Live, Work, Play, Shop, and Shred

Growing urbanization and a young working-age population with increasing disposable incomes have helped drive growth in the fitness industry. These urbanites seek to counterbalance their sedentary work-from-home lives by patronizing downtown retail districts to socialize, shop, eat, drink, and be fit. Workout patterns are changing, with many attending the gym in the evenings. There is less need to hit the gym before heading to the office—when the office is home. And increasingly, the gym is a stone’s throw from the front door. Boutique concepts have recognized this shift and are positioning their locations from super-regional trade areas to community shopping centers, small retail spaces on the ground floor of luxury apartment buildings, or tucked into neighborhood town squares. The benefit to landlords is an increase in general foot traffic. A potential concern is the overuse of parking and whether (or not) customers add shopping to their workout routine. Baker and Miller agree that it is unclear if a center’s retail sales get a bump from a studio, but that healthier food and beverage are most likely to benefit. Baker confirms, “I can think of real-life scenarios where you may have a fitness center two doors down from a good, clean organic juice place.”
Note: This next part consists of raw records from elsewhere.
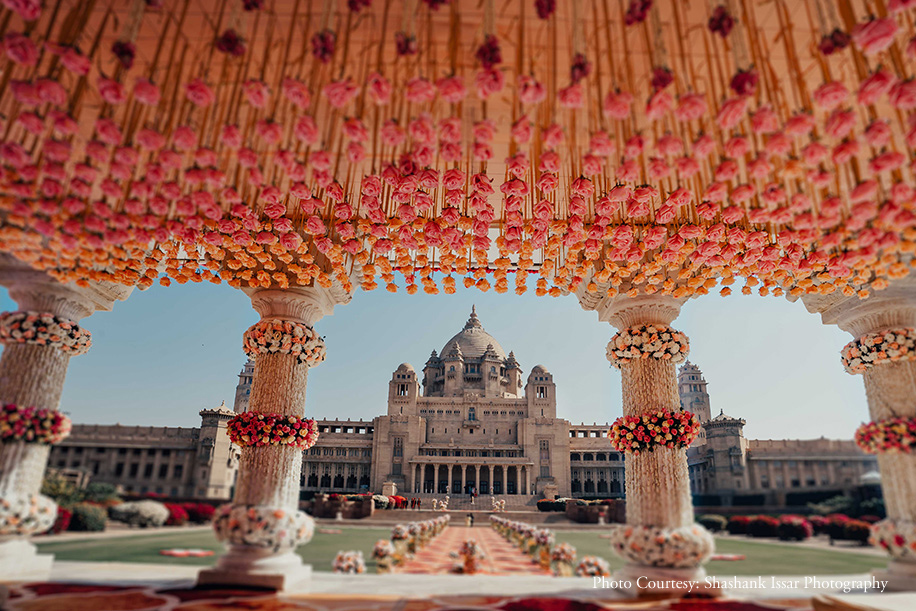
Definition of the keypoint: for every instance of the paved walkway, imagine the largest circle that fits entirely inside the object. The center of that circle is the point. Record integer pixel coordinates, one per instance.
(502, 558)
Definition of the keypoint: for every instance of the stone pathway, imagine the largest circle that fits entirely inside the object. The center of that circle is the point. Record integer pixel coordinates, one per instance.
(502, 558)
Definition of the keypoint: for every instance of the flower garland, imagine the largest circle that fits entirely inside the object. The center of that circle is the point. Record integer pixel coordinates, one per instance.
(32, 424)
(284, 337)
(659, 429)
(349, 563)
(593, 566)
(274, 528)
(890, 436)
(684, 547)
(44, 329)
(644, 341)
(254, 429)
(882, 347)
(897, 537)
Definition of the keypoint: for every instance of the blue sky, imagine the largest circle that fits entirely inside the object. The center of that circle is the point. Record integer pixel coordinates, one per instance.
(166, 353)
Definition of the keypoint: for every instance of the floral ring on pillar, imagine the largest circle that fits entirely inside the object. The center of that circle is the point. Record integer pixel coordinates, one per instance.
(32, 424)
(274, 336)
(890, 436)
(684, 547)
(645, 341)
(45, 329)
(26, 515)
(660, 429)
(897, 537)
(275, 528)
(882, 347)
(254, 429)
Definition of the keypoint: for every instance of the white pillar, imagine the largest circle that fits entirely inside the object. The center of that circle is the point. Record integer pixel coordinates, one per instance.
(263, 525)
(660, 537)
(32, 375)
(890, 387)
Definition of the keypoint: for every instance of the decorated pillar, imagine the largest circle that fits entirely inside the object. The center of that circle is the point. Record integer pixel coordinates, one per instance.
(660, 538)
(884, 353)
(263, 525)
(39, 340)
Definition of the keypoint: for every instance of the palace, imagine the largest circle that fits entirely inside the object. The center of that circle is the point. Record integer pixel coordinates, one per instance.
(471, 421)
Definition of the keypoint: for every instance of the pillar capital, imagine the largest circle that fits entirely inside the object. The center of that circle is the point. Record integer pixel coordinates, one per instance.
(306, 305)
(890, 308)
(37, 291)
(622, 311)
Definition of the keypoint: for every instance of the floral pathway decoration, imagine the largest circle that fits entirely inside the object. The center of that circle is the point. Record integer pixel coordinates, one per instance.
(717, 151)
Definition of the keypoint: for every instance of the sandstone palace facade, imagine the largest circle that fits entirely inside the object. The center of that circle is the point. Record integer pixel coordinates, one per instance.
(471, 420)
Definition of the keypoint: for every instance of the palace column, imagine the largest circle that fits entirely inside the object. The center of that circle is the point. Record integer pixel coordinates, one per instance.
(32, 372)
(263, 525)
(884, 325)
(660, 539)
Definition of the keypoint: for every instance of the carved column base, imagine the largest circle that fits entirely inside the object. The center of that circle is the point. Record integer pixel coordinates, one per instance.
(252, 567)
(20, 561)
(639, 580)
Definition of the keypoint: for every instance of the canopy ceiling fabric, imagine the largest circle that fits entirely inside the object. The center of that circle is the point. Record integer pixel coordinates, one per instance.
(604, 145)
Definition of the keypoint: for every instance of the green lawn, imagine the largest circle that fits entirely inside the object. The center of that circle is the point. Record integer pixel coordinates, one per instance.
(762, 558)
(320, 552)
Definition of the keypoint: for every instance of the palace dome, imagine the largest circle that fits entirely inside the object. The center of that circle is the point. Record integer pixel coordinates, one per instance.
(473, 341)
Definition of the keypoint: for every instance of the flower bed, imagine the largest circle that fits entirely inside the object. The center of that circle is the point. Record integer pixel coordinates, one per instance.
(659, 429)
(44, 329)
(877, 348)
(890, 436)
(644, 341)
(284, 337)
(32, 424)
(254, 429)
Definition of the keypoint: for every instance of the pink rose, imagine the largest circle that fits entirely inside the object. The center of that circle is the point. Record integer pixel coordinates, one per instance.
(199, 94)
(379, 89)
(530, 91)
(572, 96)
(452, 89)
(874, 36)
(487, 82)
(419, 91)
(617, 104)
(20, 49)
(256, 92)
(340, 93)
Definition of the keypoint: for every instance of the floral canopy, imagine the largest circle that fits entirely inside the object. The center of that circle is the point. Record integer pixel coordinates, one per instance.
(592, 145)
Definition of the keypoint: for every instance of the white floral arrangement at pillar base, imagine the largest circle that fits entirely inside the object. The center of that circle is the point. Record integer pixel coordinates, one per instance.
(22, 515)
(684, 547)
(275, 528)
(896, 537)
(44, 329)
(647, 341)
(349, 563)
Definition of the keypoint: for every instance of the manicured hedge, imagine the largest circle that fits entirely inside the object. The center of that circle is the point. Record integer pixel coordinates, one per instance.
(713, 522)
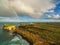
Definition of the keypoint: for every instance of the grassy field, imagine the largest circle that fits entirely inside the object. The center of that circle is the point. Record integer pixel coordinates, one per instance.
(47, 31)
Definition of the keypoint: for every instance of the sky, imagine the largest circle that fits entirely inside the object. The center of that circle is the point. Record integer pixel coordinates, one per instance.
(29, 10)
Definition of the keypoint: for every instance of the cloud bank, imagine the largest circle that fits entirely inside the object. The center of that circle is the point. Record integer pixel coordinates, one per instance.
(33, 8)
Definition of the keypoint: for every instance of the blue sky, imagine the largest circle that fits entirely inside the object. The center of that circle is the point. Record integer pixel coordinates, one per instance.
(22, 11)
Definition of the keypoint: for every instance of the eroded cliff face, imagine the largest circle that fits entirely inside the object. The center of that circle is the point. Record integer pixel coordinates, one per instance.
(11, 28)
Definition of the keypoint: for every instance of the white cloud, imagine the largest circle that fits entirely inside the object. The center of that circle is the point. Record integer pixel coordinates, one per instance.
(34, 8)
(54, 16)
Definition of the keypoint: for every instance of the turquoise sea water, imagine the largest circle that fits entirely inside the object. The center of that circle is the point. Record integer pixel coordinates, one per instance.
(7, 39)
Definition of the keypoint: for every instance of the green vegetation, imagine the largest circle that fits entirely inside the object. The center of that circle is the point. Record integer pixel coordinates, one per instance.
(47, 31)
(9, 25)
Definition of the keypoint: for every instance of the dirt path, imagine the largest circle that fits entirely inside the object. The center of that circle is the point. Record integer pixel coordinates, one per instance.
(32, 38)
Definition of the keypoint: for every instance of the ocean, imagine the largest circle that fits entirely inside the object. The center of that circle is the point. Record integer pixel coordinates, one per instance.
(14, 39)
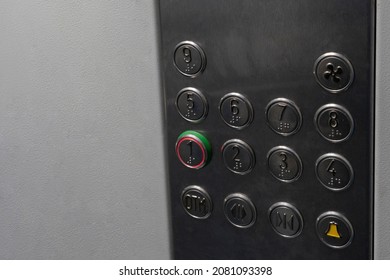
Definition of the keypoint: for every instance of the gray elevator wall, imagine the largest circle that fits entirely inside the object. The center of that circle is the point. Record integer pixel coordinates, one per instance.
(81, 146)
(80, 99)
(382, 135)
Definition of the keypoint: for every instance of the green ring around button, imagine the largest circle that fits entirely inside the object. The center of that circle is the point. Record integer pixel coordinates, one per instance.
(201, 138)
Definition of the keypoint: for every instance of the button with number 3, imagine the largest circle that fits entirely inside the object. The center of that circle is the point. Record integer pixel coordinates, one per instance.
(284, 164)
(236, 110)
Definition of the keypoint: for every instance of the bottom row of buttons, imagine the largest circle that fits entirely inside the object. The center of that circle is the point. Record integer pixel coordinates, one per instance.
(333, 228)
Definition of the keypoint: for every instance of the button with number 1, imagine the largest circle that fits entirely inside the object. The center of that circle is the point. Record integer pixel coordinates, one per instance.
(193, 149)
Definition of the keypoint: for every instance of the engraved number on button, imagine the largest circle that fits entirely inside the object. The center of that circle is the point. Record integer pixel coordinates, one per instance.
(333, 122)
(234, 107)
(331, 169)
(237, 152)
(283, 165)
(190, 145)
(190, 101)
(283, 108)
(187, 55)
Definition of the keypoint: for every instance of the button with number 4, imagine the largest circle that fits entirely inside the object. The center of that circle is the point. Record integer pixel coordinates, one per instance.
(334, 172)
(236, 110)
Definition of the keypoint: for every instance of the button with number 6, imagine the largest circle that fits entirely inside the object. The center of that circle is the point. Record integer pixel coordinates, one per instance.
(193, 149)
(236, 110)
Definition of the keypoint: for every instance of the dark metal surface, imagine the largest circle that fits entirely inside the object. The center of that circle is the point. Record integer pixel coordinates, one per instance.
(264, 50)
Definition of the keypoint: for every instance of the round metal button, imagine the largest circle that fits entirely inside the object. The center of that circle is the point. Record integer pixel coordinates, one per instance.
(334, 123)
(193, 149)
(196, 202)
(238, 156)
(189, 58)
(333, 72)
(236, 110)
(284, 164)
(191, 104)
(334, 230)
(283, 116)
(334, 172)
(285, 219)
(239, 210)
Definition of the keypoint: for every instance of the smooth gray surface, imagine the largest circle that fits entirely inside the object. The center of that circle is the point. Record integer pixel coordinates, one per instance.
(382, 140)
(80, 99)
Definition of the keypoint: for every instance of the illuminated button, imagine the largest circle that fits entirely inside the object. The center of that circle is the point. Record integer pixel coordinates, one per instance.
(283, 116)
(238, 156)
(334, 230)
(196, 202)
(334, 172)
(239, 210)
(189, 59)
(334, 123)
(286, 219)
(284, 164)
(236, 111)
(192, 105)
(193, 149)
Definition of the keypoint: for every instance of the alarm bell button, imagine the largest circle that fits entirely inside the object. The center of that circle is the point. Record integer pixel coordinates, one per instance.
(333, 230)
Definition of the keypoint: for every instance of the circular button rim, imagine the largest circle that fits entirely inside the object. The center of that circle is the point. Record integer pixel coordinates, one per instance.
(246, 146)
(247, 200)
(338, 56)
(206, 195)
(202, 97)
(247, 103)
(341, 108)
(288, 205)
(291, 151)
(342, 159)
(338, 216)
(191, 135)
(294, 106)
(202, 55)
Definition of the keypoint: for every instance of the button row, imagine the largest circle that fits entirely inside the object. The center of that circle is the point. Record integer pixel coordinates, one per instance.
(333, 121)
(333, 171)
(332, 71)
(333, 229)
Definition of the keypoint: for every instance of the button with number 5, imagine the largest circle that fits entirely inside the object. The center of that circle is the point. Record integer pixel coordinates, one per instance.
(236, 110)
(334, 123)
(284, 164)
(191, 104)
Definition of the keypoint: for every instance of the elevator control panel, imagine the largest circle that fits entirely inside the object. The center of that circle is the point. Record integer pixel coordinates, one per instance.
(269, 127)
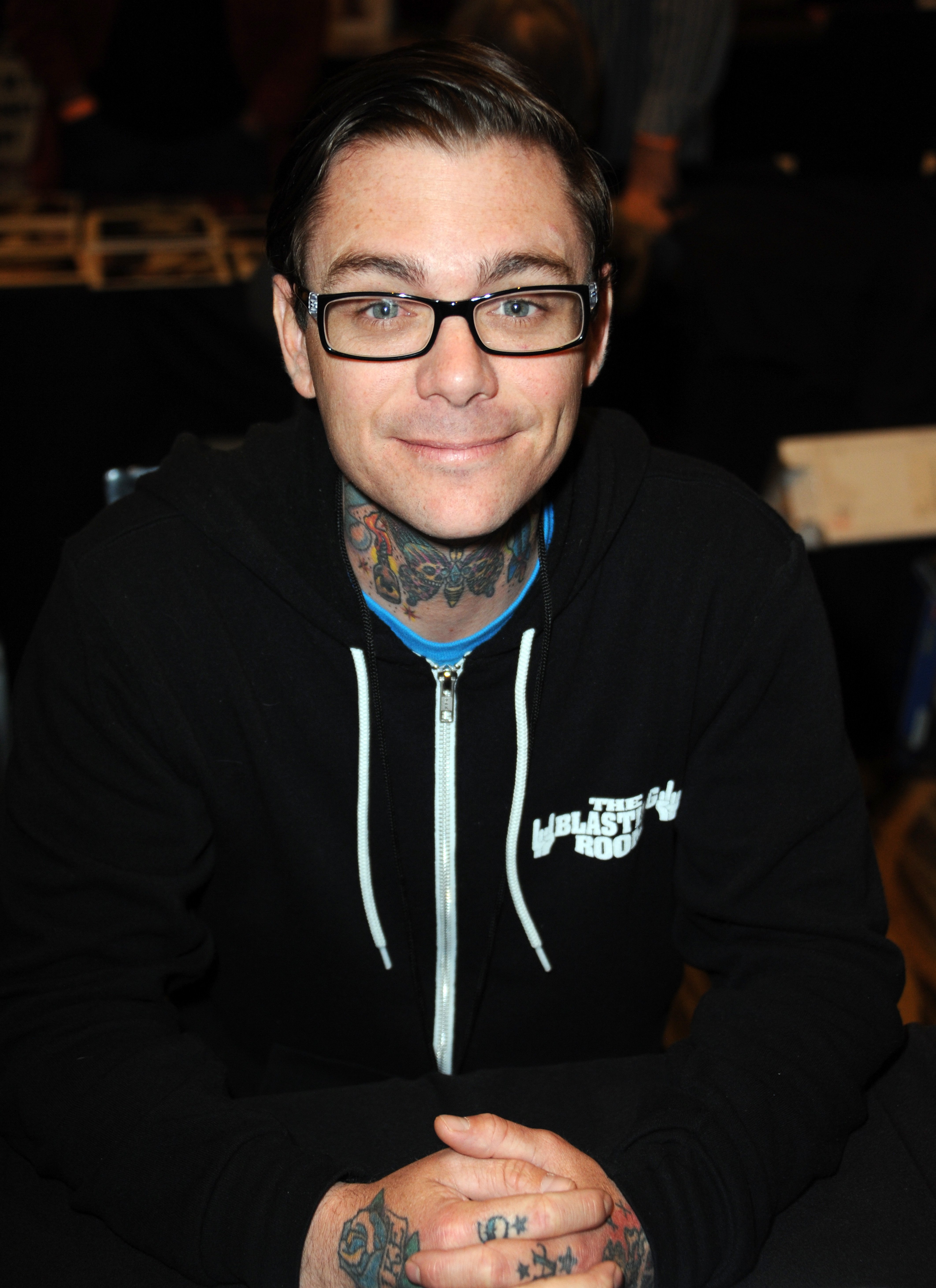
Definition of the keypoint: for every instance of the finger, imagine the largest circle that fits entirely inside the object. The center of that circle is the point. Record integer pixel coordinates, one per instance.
(526, 1216)
(606, 1274)
(498, 1178)
(490, 1136)
(504, 1263)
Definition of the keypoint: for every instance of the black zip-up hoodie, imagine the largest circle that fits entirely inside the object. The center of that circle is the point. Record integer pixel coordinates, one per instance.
(191, 833)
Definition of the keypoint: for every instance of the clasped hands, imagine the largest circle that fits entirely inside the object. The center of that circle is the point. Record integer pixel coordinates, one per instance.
(501, 1205)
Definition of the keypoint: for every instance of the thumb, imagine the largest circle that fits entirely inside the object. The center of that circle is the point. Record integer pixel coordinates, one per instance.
(490, 1136)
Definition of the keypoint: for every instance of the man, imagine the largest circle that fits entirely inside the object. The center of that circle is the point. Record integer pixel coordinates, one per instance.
(392, 766)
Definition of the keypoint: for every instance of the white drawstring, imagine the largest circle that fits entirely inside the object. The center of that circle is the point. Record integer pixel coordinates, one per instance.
(519, 794)
(364, 793)
(516, 809)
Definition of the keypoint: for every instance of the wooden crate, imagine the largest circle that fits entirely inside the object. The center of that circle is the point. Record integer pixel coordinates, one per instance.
(154, 245)
(358, 28)
(41, 241)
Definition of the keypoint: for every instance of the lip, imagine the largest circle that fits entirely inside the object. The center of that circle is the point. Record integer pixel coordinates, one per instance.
(456, 453)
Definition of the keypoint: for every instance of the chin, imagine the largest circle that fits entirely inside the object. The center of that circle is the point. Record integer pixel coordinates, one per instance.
(465, 517)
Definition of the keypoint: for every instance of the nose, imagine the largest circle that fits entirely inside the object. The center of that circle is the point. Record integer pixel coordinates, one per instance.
(455, 369)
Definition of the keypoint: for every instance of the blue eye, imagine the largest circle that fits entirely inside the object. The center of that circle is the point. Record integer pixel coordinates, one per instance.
(383, 310)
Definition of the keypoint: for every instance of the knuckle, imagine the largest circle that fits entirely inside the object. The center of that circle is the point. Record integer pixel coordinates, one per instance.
(495, 1271)
(519, 1175)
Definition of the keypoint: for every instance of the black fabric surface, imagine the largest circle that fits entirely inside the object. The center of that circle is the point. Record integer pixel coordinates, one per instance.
(182, 821)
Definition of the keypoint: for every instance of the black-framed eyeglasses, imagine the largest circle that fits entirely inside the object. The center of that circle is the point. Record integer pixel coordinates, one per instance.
(388, 326)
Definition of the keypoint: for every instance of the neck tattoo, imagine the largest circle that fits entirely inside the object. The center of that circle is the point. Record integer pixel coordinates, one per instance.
(407, 570)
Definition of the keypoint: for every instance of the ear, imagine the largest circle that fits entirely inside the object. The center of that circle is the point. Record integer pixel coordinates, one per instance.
(293, 339)
(600, 329)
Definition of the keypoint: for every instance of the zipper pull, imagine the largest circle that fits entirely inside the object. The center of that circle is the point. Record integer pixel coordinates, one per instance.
(447, 681)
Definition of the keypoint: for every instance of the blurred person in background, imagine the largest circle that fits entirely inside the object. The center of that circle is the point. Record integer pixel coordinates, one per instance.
(660, 61)
(183, 96)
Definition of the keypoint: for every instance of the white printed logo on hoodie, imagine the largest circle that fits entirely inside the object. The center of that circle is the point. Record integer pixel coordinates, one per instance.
(611, 829)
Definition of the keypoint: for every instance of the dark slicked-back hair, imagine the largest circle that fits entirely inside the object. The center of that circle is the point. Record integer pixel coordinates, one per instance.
(454, 93)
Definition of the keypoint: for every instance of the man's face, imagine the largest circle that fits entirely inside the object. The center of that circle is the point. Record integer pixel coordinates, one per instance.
(458, 441)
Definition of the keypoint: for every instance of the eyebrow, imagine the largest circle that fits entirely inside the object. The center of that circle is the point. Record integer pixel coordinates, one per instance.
(412, 272)
(406, 270)
(522, 262)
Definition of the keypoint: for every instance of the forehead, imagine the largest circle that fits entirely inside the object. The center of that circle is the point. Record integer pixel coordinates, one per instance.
(449, 209)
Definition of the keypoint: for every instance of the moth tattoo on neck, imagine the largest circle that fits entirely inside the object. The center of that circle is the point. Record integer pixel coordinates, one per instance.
(410, 570)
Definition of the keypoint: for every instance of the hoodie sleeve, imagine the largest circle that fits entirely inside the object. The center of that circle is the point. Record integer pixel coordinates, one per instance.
(105, 851)
(780, 900)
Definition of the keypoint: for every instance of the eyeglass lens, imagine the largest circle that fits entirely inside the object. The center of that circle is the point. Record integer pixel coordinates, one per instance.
(383, 326)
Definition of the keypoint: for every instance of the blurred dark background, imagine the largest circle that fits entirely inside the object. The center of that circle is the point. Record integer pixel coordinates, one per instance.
(776, 240)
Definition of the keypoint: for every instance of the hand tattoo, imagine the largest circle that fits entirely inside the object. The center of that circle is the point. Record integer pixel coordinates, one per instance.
(375, 1246)
(628, 1246)
(409, 567)
(500, 1228)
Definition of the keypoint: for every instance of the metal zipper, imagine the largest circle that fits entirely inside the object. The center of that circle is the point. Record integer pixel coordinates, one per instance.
(446, 911)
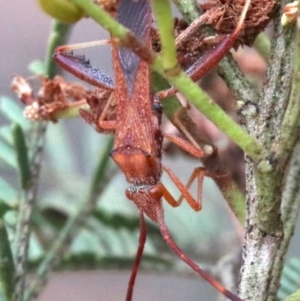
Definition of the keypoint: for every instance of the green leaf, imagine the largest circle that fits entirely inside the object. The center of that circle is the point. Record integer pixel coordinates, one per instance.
(4, 207)
(37, 67)
(22, 156)
(13, 111)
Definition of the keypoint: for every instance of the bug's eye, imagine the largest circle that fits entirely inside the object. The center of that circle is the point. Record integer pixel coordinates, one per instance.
(157, 107)
(156, 192)
(129, 194)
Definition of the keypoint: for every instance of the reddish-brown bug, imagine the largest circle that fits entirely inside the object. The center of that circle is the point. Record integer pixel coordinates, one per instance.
(137, 127)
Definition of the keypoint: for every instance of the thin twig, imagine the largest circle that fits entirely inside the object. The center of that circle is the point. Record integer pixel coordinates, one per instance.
(30, 194)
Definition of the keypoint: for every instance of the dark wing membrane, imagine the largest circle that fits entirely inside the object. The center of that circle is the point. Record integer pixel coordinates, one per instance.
(136, 16)
(81, 68)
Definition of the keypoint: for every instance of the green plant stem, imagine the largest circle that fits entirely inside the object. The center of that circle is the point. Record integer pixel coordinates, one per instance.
(163, 15)
(58, 36)
(7, 269)
(262, 45)
(188, 8)
(29, 197)
(181, 82)
(74, 223)
(174, 110)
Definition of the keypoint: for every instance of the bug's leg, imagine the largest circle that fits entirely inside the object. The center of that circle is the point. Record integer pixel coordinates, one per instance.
(213, 56)
(198, 174)
(138, 257)
(167, 237)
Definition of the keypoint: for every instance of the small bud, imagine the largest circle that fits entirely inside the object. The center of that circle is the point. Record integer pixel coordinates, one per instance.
(290, 14)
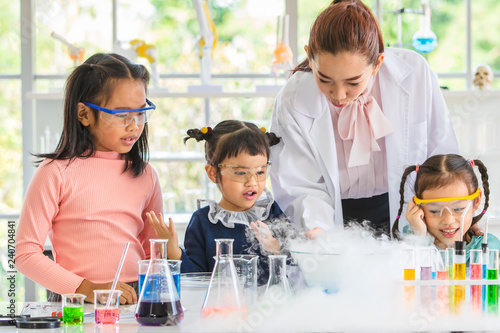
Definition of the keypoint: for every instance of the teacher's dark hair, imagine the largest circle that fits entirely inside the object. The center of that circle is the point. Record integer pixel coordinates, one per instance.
(344, 26)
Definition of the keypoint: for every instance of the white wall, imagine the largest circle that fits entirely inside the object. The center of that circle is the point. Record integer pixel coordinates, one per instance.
(476, 119)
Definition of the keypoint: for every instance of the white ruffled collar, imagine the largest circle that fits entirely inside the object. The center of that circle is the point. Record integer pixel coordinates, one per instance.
(260, 211)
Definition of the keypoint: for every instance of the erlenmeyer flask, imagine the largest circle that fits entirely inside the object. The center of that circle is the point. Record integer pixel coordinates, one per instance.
(224, 294)
(159, 303)
(278, 282)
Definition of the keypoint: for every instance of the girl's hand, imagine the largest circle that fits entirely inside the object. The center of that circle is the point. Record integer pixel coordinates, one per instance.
(166, 232)
(314, 233)
(415, 215)
(265, 238)
(87, 288)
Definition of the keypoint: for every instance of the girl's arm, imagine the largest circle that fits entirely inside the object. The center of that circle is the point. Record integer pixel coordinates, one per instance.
(166, 232)
(265, 237)
(195, 247)
(155, 204)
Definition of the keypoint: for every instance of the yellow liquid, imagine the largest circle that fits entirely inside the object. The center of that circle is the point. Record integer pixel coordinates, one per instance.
(459, 291)
(409, 274)
(460, 271)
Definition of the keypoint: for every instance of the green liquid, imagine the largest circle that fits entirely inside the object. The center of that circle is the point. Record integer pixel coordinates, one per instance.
(492, 292)
(73, 315)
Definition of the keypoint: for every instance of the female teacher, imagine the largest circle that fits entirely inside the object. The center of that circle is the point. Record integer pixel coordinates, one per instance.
(351, 117)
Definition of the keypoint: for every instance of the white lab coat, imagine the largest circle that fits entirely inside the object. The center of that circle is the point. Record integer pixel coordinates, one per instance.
(304, 172)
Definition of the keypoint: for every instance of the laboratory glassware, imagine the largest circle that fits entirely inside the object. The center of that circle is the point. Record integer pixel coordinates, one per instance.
(224, 295)
(278, 281)
(159, 303)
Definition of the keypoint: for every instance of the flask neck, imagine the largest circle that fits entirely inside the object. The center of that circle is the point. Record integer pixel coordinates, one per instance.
(159, 249)
(224, 248)
(277, 265)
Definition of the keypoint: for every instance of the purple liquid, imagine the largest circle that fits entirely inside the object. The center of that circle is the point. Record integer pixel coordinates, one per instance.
(177, 281)
(425, 273)
(159, 314)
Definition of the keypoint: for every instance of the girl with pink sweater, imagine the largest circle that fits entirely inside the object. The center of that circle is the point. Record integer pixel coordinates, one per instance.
(90, 196)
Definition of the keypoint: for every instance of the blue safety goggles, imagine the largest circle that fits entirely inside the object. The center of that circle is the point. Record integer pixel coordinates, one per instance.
(123, 118)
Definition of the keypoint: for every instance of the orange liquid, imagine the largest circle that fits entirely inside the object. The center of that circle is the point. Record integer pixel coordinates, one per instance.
(409, 274)
(459, 290)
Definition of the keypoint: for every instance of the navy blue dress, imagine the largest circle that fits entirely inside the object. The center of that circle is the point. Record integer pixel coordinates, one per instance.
(199, 245)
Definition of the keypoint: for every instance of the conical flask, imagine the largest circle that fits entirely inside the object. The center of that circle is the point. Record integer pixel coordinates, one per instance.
(224, 294)
(278, 281)
(159, 303)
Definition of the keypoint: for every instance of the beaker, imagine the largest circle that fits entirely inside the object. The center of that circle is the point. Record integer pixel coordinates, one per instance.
(224, 294)
(278, 282)
(73, 308)
(159, 303)
(107, 312)
(246, 267)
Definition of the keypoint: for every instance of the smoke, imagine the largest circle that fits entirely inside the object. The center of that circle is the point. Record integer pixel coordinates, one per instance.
(355, 284)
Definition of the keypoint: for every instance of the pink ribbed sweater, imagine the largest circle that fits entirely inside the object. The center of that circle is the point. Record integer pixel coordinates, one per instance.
(89, 209)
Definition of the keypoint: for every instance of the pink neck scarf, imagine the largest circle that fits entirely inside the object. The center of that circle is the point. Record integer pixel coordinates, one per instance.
(363, 122)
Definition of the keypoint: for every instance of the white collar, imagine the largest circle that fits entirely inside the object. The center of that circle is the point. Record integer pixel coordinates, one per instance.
(259, 211)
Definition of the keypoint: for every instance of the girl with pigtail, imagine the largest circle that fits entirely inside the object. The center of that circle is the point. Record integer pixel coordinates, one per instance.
(237, 155)
(445, 188)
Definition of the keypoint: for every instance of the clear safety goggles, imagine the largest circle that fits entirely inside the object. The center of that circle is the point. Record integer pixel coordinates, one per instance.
(123, 118)
(455, 206)
(243, 174)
Some retailers are introducing fitness spaces in-store, using technology to extend their brand beyond the physical, and forming beneficial alliances with hot studio brands. Lululemon introduced a new fitness platform in late 2022. The retailer has expanded programming and partnerships by blending in-person classes in select ‘experiential’ stores with app-on-demand and live-streamed classes with a subscription to MIRROR—now rebranded Lululemon Studio MIRROR. A studio membership unlocks clothing and equipment savings and class discounts. Content is provided by industry-leading small fitness brands, AARMY, Pure Barre, AKT, Yoga Six, and others.

Going The Distance

The rise of digital fitness, offering convenience and flexibility, has been a sea change in the industry and is not going away. The profitability of smaller studios incorporating technologies will continue to attract operators to invest in their expansion, as long as their members feel their value, and have the means to pay the premium. Complementary offerings like recovery, personal wellness, and dietary consulting can expand audience reach. Larry Conner, the CFO for REGYMEN Fitness and the Covery Wellness Spas, believes in the market’s potential. He shared with CBI Magazine, “It is not necessarily fitness people coming in for recovery. Non-fitness people are getting IVs, cryotherapy, and they might jump to the other side of the tracks and get into fitness.”

Miller observes, “Although boutique brands are chipping away at the revenue of larger gyms, it remains to be seen whether the industry as a whole is sustainable. Most gym members are accustomed to paying $50-100 monthly to join a large club with all its services. When you add boutique classes, that figure can quickly reach $300-$400 monthly for many of these specialized fitness brands.” He asks, “Is that a sustainable expense for most people?” The answer may lie in waiting at the crossroads where our strong desire to deepen health and well-being, and economic forces collide.